Google Answers Logo
View Question
 
Q: details of making a physical copy of a harddrive ( Answered 4 out of 5 stars,   2 Comments )
Question  
Subject: details of making a physical copy of a harddrive
Category: Computers > Security
Asked by: grthumongous-ga
List Price: $20.00
Posted: 12 Apr 2004 16:32 PDT
Expires: 12 May 2004 16:32 PDT
Question ID: 329181
details of making an exact physical copy (clone) of a harddrive.

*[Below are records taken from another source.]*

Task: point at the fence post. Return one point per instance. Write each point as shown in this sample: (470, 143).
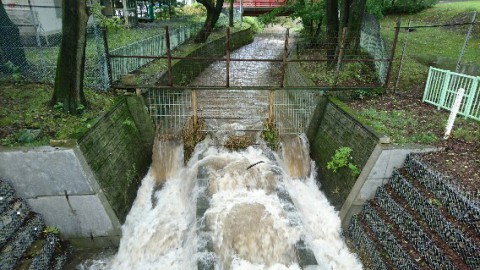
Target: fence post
(270, 108)
(227, 45)
(285, 56)
(467, 38)
(394, 47)
(429, 83)
(107, 56)
(169, 57)
(471, 97)
(404, 49)
(445, 84)
(194, 108)
(340, 55)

When making an exact bit for bit clone of a harddrive how does one
know with certainty that the source and destination volumes are
identical?
I have read a little about an M D 5 hash value.  As I understand it,
this value is generated at the volume level.  A single value for the
whole volume.
If the source volume hash value is identical to the destination volume hash
value then the volumes are identical. 

I received new information today from a purported subject matter
expert that this hash value is of little relevance because it is
rarely used to certify or verify that the source and destination are,
without doubt, identical.  They went on to say that the volume-level
hash is of little importance because it would only expose if whole
files were added or subtracted from the clone, not whether an existing
file was modified.  They concluded that a file level hash value for
each of 100 000 or 200 000 files would be necessary to be of any use
and would be costly.

I used an example of how an internet download of a file concludes with
a report of the exact byte count downloaded.  Whether we write it down
is optional, but the actual transmission software does it
automatically.
But the subject matter expert was unswayed. I had to defer to to them,
at least until I can ask my own subject matter expert (aht - ga ?) in
the GAT.
   
Is a volume-level hash for source and destination useful?
If not, then what is required to certify that the two volume instances
are identical and remain certifiably so in the future?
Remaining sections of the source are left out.